Some situations are less clear-cut, however. A case in point being my friendly version of the download page, which was reverted by a developer to a more developer-focussed version. The current version will scare away any new or non-technical users. However my version was criticised for hiding away the information that more technical users might be looking for.
One of my big aims, which fell woefully short, was to set up a central hub for each of the above groups of users, with links to the most common help topics, separate FAQs targetted at each user group, 'how to get involved', etc. As it is, they are kind of dumping grounds for links, but I was hoping for something more like the portal pages on Wikipedia.
With the above in mind, thought may also need to be given on where content should be located. Currently, it is all grouped together in the Manual: namespace (aside from the Help: namespace, which I'll come onto). It is not completely clear what the main namespace is for, except "stuff that doesn't fit anywhere else". These are things that should be considered as part of this restructure. Some old discussion is at Project talk:Namespaces.
It is important to note that the Help: namespace is not the end-user documentation for MediaWiki. I should repeat that, because it is easy to pass it by without fully realising the implications: The Help: namespace is not the end-user documentation for MediaWiki.
The Help: namespace has a very specific aim, which is to provide a set of help pages that can be imported into a new MW install aimed at users of the wiki. It is therefore a cut-down and self-contained version of the end-user documentation, aimed at a vanilla MediaWiki install. These pages do not aim to be exhaustive. We should not be requiring end users to download hundreds of pages for their local help namespace. Therefore it may be desirable for some subjects to have just the overview and common uses covered by the Help: page and to omit certain advanced or infrequently used features altogether. This information will need to be covered somewhere on MediaWiki.org, but not in the Help: namespace.
Focussing back on the general documentation, one key point in the way these pages have been developed is that we aimed to cover all versions of MediaWiki with our documentation. This doesn't mean that we will go back and retro-actively create content for old versions - what it means is that we won't remove existing content just because it no longer applies to current versions of MW. I know from experience the frutstration that comes from documentation vanishing when software is upgraded.
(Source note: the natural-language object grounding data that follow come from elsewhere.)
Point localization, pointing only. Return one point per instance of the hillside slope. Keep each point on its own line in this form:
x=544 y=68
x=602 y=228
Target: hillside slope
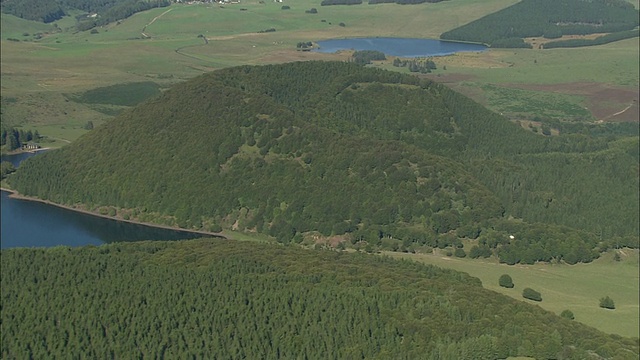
x=335 y=148
x=547 y=18
x=224 y=299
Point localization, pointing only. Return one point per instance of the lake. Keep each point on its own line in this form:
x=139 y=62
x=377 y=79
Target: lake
x=34 y=224
x=402 y=47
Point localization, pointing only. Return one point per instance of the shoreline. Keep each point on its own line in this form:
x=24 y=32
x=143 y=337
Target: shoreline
x=13 y=194
x=30 y=151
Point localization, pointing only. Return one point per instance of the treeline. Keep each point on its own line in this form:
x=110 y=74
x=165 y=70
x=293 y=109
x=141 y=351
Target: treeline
x=14 y=139
x=547 y=18
x=605 y=39
x=371 y=2
x=224 y=299
x=108 y=10
x=325 y=148
x=423 y=66
x=365 y=57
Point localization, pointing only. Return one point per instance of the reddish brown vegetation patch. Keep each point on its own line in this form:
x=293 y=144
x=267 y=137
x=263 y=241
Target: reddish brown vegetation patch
x=605 y=102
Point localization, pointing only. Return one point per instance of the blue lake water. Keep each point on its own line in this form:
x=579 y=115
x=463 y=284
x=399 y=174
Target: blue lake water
x=402 y=47
x=33 y=224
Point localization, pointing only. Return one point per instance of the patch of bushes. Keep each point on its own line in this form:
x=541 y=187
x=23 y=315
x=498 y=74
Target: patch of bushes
x=506 y=281
x=607 y=303
x=567 y=314
x=529 y=293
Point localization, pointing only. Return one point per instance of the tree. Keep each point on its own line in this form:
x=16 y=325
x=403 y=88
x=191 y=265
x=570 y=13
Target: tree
x=531 y=294
x=459 y=252
x=607 y=303
x=7 y=168
x=506 y=281
x=567 y=314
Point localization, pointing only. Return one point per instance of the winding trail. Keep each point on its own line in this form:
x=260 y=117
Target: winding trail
x=151 y=22
x=616 y=114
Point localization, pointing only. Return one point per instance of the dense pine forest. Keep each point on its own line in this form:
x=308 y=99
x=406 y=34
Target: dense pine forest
x=106 y=11
x=380 y=159
x=229 y=300
x=550 y=19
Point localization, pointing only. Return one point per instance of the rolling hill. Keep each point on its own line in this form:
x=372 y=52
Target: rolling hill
x=335 y=149
x=224 y=299
x=550 y=19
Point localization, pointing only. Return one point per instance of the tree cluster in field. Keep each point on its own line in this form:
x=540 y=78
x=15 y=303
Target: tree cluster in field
x=372 y=2
x=529 y=293
x=224 y=299
x=423 y=66
x=550 y=19
x=382 y=159
x=107 y=10
x=601 y=40
x=365 y=57
x=6 y=168
x=607 y=303
x=12 y=138
x=340 y=2
x=127 y=94
x=267 y=30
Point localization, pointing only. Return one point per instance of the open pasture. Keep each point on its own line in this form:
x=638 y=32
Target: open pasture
x=172 y=44
x=575 y=287
x=163 y=45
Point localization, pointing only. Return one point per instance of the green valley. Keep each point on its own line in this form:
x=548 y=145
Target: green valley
x=249 y=300
x=370 y=210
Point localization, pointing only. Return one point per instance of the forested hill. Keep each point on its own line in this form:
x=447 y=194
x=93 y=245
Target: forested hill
x=325 y=148
x=51 y=10
x=547 y=18
x=221 y=299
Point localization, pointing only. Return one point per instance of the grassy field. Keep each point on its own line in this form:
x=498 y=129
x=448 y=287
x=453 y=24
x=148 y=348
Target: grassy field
x=163 y=45
x=574 y=287
x=39 y=70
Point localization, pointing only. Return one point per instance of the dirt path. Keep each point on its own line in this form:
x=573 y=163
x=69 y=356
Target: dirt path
x=616 y=114
x=151 y=22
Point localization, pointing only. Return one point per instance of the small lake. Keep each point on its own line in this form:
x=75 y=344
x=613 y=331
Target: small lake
x=34 y=224
x=402 y=47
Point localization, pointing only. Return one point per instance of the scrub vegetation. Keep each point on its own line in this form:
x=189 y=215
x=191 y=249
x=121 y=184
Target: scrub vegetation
x=381 y=159
x=227 y=299
x=325 y=154
x=550 y=19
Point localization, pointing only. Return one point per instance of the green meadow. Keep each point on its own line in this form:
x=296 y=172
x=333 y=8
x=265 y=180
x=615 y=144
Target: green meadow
x=39 y=73
x=574 y=287
x=167 y=45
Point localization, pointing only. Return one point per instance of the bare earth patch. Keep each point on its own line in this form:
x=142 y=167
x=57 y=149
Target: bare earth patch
x=537 y=41
x=605 y=102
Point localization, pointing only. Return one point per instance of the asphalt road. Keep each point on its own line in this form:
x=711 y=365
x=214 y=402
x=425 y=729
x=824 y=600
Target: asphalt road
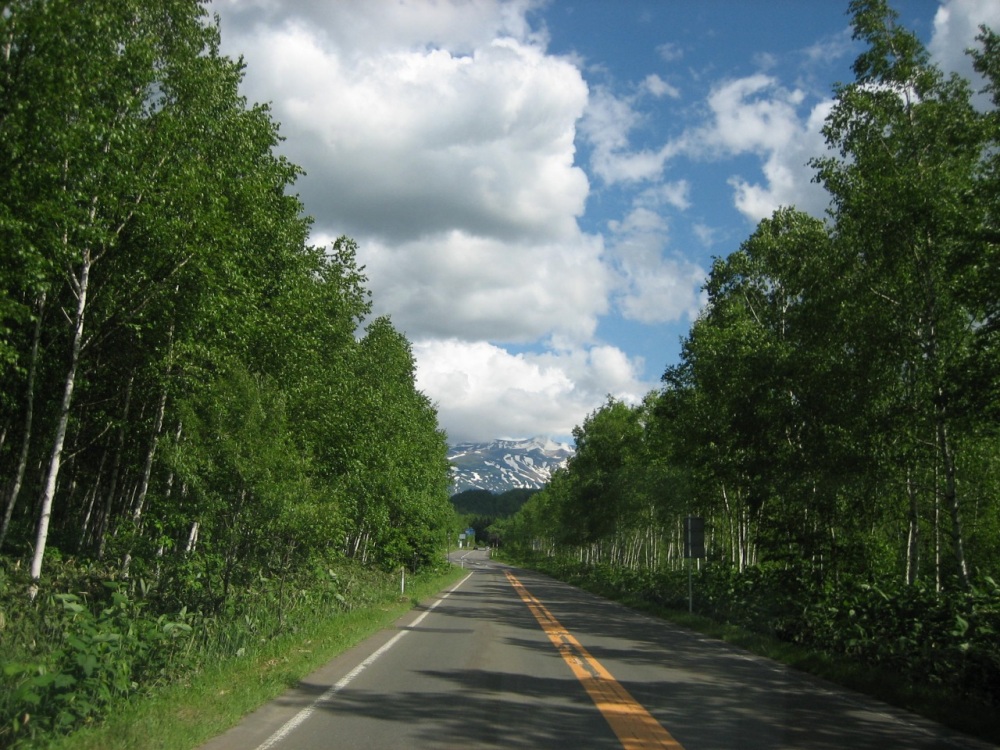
x=513 y=659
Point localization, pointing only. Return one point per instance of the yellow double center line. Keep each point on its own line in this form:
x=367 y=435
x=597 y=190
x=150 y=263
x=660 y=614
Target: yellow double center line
x=634 y=725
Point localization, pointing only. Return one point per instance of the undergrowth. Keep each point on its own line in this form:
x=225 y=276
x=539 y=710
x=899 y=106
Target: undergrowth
x=91 y=646
x=937 y=654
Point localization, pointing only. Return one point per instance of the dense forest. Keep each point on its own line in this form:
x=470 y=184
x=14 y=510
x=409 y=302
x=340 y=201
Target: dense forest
x=199 y=420
x=835 y=414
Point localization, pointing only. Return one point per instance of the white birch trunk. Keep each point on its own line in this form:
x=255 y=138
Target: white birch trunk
x=55 y=460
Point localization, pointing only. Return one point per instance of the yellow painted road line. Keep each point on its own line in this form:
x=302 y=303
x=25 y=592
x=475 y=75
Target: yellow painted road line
x=634 y=725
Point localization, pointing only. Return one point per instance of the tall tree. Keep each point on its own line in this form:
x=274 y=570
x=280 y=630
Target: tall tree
x=910 y=144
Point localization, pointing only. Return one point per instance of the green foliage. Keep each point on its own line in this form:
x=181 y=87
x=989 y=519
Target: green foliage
x=223 y=441
x=834 y=415
x=490 y=504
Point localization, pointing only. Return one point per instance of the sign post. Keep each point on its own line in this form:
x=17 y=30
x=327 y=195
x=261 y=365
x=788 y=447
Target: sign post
x=694 y=547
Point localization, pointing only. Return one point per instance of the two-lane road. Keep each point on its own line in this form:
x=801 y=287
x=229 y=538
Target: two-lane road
x=512 y=659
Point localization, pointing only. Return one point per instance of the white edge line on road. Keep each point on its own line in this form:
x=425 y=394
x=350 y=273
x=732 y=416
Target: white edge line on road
x=290 y=725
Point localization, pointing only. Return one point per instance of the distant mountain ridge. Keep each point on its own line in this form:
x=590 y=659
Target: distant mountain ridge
x=503 y=465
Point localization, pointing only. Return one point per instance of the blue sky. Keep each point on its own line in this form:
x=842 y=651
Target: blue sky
x=538 y=188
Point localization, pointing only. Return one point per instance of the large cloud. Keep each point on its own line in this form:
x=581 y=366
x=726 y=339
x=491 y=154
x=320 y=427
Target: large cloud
x=441 y=137
x=956 y=25
x=495 y=393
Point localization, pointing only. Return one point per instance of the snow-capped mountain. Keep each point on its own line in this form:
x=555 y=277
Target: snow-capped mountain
x=506 y=464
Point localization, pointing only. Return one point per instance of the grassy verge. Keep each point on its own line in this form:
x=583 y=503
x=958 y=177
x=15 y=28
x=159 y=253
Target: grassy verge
x=925 y=699
x=182 y=716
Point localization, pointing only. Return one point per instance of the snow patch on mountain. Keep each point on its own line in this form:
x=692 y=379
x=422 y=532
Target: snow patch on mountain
x=506 y=464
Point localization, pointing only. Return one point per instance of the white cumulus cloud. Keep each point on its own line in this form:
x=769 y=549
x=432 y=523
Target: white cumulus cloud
x=483 y=391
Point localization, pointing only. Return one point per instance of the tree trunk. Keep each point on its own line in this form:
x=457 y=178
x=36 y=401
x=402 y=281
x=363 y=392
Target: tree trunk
x=55 y=460
x=28 y=420
x=913 y=539
x=951 y=500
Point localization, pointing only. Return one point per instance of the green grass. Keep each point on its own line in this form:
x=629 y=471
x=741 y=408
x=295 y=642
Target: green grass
x=183 y=716
x=925 y=699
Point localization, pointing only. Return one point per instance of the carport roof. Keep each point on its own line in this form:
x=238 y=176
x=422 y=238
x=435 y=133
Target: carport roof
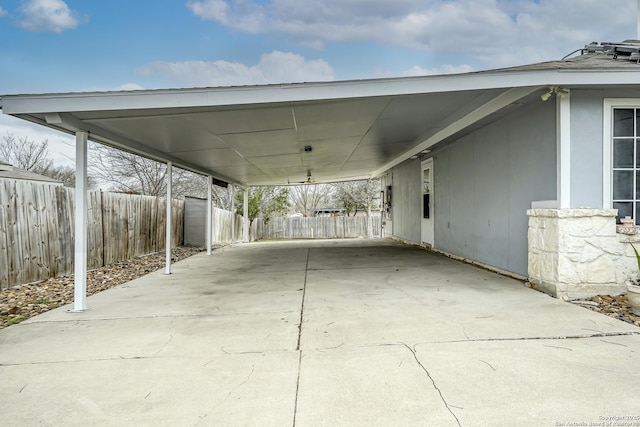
x=256 y=135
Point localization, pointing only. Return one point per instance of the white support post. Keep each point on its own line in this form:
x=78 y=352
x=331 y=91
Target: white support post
x=81 y=222
x=232 y=189
x=563 y=107
x=167 y=269
x=210 y=188
x=245 y=213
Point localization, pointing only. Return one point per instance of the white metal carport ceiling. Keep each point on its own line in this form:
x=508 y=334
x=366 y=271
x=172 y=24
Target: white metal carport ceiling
x=256 y=135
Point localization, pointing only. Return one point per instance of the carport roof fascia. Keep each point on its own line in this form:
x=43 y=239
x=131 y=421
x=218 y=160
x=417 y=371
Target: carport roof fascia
x=300 y=92
x=35 y=107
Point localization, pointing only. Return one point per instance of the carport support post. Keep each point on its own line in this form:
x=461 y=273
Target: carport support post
x=80 y=249
x=209 y=189
x=245 y=213
x=167 y=269
x=232 y=189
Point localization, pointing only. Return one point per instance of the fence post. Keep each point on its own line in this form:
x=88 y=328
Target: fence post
x=167 y=269
x=80 y=250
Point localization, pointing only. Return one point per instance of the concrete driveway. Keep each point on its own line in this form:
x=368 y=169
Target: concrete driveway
x=320 y=333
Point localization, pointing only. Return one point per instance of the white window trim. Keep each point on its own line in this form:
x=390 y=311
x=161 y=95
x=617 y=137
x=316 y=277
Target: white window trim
x=607 y=147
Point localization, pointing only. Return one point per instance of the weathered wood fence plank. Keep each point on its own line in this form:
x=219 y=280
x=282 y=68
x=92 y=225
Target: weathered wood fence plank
x=37 y=229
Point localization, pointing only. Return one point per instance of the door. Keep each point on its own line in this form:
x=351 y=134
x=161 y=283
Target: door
x=427 y=203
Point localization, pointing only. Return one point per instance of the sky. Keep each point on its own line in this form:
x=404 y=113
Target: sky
x=50 y=46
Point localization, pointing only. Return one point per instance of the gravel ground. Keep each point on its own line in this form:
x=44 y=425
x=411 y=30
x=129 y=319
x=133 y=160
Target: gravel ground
x=20 y=303
x=616 y=307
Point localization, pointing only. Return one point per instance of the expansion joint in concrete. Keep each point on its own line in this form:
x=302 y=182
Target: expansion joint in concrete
x=304 y=292
x=435 y=386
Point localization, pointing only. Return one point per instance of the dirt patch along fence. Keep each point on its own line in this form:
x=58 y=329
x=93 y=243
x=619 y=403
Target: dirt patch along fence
x=37 y=229
x=337 y=227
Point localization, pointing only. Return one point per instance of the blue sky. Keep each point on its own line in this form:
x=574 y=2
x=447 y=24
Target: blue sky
x=88 y=45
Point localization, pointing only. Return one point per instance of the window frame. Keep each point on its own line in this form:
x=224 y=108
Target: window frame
x=611 y=104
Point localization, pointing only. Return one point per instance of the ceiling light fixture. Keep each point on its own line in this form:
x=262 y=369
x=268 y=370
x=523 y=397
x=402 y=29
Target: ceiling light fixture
x=554 y=89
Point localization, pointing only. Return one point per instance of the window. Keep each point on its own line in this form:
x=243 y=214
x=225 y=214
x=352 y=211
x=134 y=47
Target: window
x=625 y=162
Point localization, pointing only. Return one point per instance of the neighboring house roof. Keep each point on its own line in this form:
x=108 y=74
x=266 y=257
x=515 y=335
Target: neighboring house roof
x=8 y=171
x=256 y=135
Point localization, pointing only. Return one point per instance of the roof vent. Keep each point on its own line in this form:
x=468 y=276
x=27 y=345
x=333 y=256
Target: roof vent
x=628 y=49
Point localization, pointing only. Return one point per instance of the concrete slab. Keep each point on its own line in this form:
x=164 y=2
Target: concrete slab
x=307 y=333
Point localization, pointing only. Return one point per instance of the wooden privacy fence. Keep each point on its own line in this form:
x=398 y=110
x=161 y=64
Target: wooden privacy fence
x=37 y=229
x=195 y=218
x=315 y=227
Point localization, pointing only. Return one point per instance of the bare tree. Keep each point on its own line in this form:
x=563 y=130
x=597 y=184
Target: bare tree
x=26 y=154
x=67 y=175
x=128 y=172
x=307 y=198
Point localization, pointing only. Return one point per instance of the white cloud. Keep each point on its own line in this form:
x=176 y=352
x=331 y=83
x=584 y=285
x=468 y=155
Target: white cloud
x=443 y=69
x=47 y=15
x=274 y=67
x=494 y=32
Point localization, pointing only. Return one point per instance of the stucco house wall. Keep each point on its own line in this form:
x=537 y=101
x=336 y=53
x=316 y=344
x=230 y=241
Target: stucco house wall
x=484 y=184
x=407 y=196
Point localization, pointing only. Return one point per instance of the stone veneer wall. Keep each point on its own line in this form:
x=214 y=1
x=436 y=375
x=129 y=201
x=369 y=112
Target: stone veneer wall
x=577 y=253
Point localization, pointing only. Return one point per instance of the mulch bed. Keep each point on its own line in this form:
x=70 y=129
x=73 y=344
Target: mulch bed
x=617 y=307
x=22 y=302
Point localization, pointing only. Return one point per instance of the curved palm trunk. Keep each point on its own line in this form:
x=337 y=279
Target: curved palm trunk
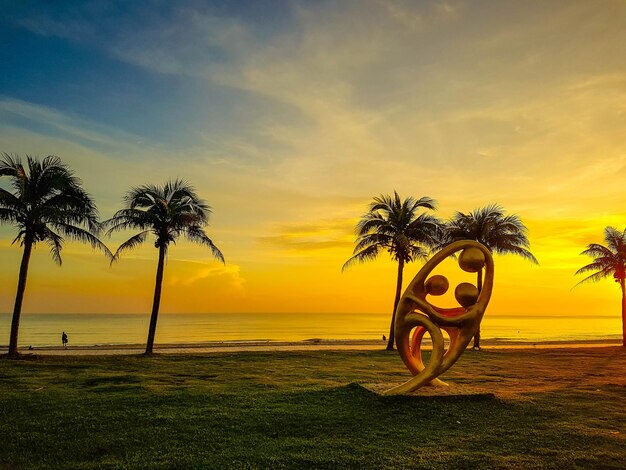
x=157 y=300
x=19 y=297
x=395 y=306
x=623 y=313
x=479 y=285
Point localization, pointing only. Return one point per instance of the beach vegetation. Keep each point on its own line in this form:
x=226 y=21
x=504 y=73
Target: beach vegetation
x=166 y=212
x=528 y=408
x=399 y=227
x=608 y=261
x=499 y=232
x=47 y=204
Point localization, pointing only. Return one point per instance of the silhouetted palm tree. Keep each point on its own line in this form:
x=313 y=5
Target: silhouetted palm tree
x=500 y=233
x=167 y=212
x=609 y=260
x=396 y=226
x=46 y=204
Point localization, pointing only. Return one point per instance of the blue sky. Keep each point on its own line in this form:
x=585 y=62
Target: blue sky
x=288 y=116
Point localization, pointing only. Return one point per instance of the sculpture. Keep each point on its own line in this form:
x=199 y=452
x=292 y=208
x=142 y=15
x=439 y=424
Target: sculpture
x=414 y=312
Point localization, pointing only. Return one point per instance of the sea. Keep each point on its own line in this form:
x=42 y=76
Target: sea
x=84 y=329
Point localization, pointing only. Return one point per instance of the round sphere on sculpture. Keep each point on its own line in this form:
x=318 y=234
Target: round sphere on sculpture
x=471 y=260
x=466 y=294
x=436 y=285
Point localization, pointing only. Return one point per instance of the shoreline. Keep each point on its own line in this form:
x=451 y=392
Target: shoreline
x=306 y=345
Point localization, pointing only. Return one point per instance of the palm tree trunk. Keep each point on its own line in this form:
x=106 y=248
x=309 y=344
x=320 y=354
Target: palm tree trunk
x=623 y=313
x=479 y=285
x=19 y=296
x=157 y=300
x=395 y=306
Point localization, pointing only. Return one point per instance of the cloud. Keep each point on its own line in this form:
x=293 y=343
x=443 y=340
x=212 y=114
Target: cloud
x=312 y=237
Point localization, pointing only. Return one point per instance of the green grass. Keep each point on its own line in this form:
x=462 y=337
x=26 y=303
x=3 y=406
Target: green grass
x=551 y=409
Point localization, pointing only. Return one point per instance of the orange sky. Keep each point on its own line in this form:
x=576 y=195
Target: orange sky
x=469 y=103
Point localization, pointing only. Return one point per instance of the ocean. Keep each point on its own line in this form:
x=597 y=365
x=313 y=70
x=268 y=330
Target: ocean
x=99 y=329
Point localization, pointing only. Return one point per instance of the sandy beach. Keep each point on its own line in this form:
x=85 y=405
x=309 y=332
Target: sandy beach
x=263 y=345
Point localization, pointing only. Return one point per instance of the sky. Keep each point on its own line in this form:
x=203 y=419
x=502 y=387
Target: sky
x=289 y=116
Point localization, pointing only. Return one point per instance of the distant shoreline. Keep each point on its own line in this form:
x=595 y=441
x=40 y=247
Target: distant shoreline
x=267 y=345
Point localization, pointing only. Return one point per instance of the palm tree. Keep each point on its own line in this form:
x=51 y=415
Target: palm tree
x=396 y=226
x=609 y=260
x=46 y=204
x=167 y=212
x=500 y=233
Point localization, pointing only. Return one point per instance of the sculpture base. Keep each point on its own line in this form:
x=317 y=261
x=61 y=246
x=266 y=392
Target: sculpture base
x=448 y=390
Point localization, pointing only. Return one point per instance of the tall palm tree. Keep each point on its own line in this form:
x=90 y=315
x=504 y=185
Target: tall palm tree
x=500 y=233
x=167 y=212
x=46 y=204
x=609 y=260
x=395 y=225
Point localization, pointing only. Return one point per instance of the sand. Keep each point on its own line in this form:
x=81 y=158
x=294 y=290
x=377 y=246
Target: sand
x=313 y=344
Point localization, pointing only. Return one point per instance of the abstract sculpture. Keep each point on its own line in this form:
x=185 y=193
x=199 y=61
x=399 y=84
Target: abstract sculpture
x=415 y=313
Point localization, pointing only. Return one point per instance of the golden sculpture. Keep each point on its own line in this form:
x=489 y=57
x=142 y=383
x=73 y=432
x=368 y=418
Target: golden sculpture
x=415 y=313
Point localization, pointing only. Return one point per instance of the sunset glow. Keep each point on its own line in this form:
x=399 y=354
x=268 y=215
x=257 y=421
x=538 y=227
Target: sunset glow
x=287 y=117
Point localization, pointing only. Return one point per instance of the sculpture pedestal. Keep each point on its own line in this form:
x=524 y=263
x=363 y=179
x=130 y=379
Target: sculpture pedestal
x=450 y=390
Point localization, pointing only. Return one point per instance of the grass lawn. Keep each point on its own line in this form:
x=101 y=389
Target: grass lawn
x=550 y=408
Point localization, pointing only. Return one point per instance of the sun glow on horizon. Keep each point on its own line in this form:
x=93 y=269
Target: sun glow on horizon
x=288 y=123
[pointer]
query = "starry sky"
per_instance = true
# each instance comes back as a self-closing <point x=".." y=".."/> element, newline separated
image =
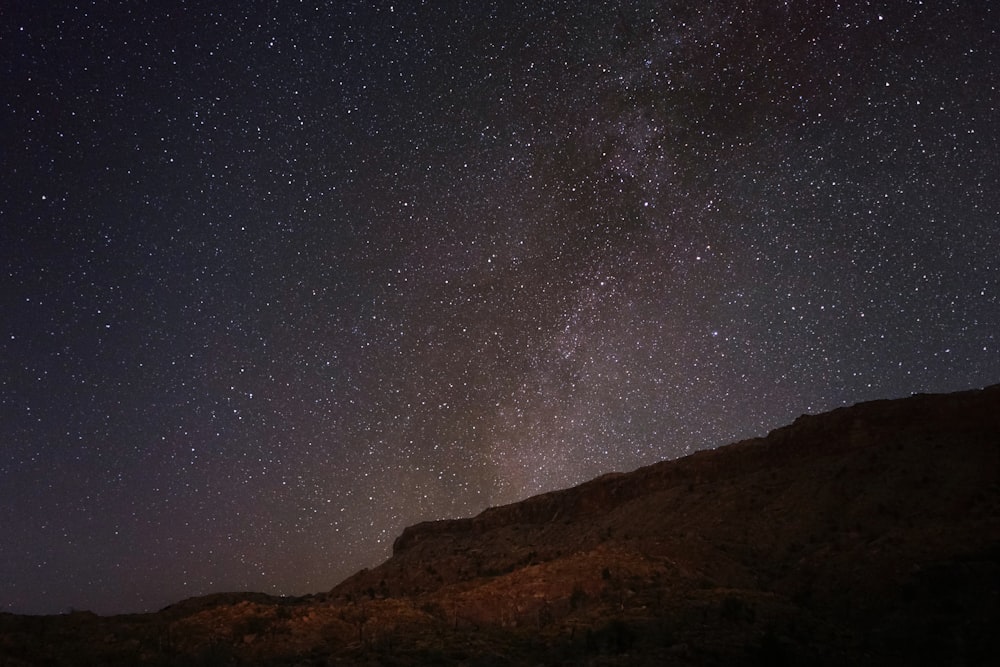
<point x="282" y="278"/>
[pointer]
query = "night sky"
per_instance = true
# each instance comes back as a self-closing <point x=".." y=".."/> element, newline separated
<point x="282" y="278"/>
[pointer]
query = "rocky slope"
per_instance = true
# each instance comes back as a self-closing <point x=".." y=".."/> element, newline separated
<point x="867" y="535"/>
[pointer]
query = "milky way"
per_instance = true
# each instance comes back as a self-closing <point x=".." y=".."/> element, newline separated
<point x="281" y="280"/>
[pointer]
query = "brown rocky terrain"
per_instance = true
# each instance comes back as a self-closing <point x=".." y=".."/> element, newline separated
<point x="866" y="535"/>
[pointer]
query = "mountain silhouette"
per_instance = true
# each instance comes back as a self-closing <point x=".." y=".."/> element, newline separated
<point x="865" y="535"/>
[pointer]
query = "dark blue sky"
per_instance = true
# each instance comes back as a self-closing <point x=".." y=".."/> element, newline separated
<point x="280" y="279"/>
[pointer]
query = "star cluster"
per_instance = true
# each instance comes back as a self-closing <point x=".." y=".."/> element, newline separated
<point x="280" y="279"/>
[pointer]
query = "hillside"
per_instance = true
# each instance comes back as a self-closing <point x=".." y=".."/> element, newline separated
<point x="866" y="535"/>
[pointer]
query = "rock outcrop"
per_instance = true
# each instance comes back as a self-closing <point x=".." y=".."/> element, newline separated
<point x="866" y="535"/>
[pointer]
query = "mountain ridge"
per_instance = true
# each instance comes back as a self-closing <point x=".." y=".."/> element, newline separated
<point x="869" y="534"/>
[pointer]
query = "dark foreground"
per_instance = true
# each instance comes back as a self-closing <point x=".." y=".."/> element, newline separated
<point x="867" y="535"/>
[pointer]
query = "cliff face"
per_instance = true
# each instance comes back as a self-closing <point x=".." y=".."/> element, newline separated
<point x="866" y="535"/>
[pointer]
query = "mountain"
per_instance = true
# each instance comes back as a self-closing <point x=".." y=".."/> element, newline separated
<point x="866" y="535"/>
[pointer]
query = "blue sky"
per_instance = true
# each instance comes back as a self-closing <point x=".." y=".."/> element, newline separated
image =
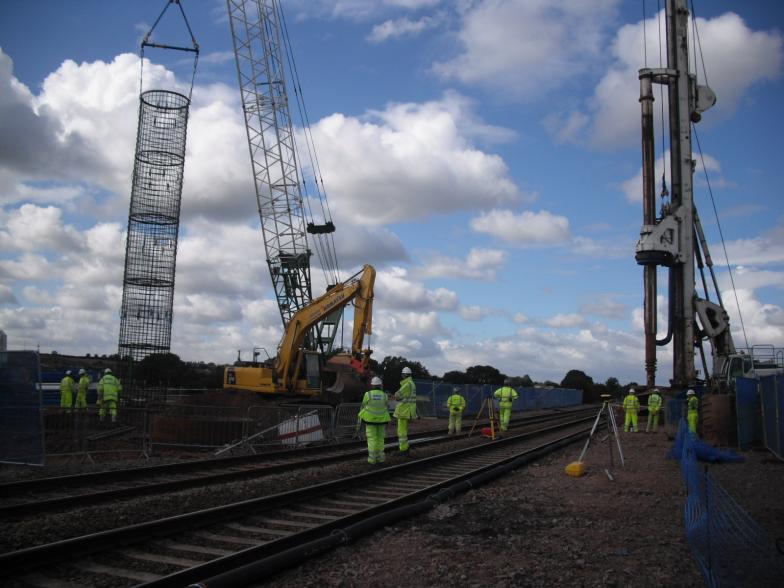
<point x="483" y="155"/>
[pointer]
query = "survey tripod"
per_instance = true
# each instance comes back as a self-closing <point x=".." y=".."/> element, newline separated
<point x="495" y="427"/>
<point x="612" y="429"/>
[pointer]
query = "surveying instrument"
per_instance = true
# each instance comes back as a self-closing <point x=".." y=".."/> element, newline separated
<point x="494" y="430"/>
<point x="578" y="468"/>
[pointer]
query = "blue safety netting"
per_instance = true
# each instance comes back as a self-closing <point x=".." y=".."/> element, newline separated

This post has already got far too long, so I'm not going to go into some of the other areas I was going to write about (configuration settings/hooks/etc., extensions, the installation guide) but I would just say one final thing. There has been a lot of discussion, at various points, about various structural issues (e.g. use of sub-pages/namespaces/etc. and how things should be divided up) and I would be surprised if there is anything that you plan to do as part of this tidy-up that has not been discussed in some form before. Unfortunately, LiquidThreads seems to have made earlier history inaccessible so I can't find specific examples at the moment. The point is that some things that are inconsistent are deliberately inconsistent, because method A works better in one context and method B works better in another, some are inconsistent because a decision failed to be reached about the best method and some are inconsistent because a decision was reached but no one got round to doing it, or it only got partially done (e.g. moving content from meta). In anything other than the final case it is likely to be contentious to change things without developing a certain amount of concensus.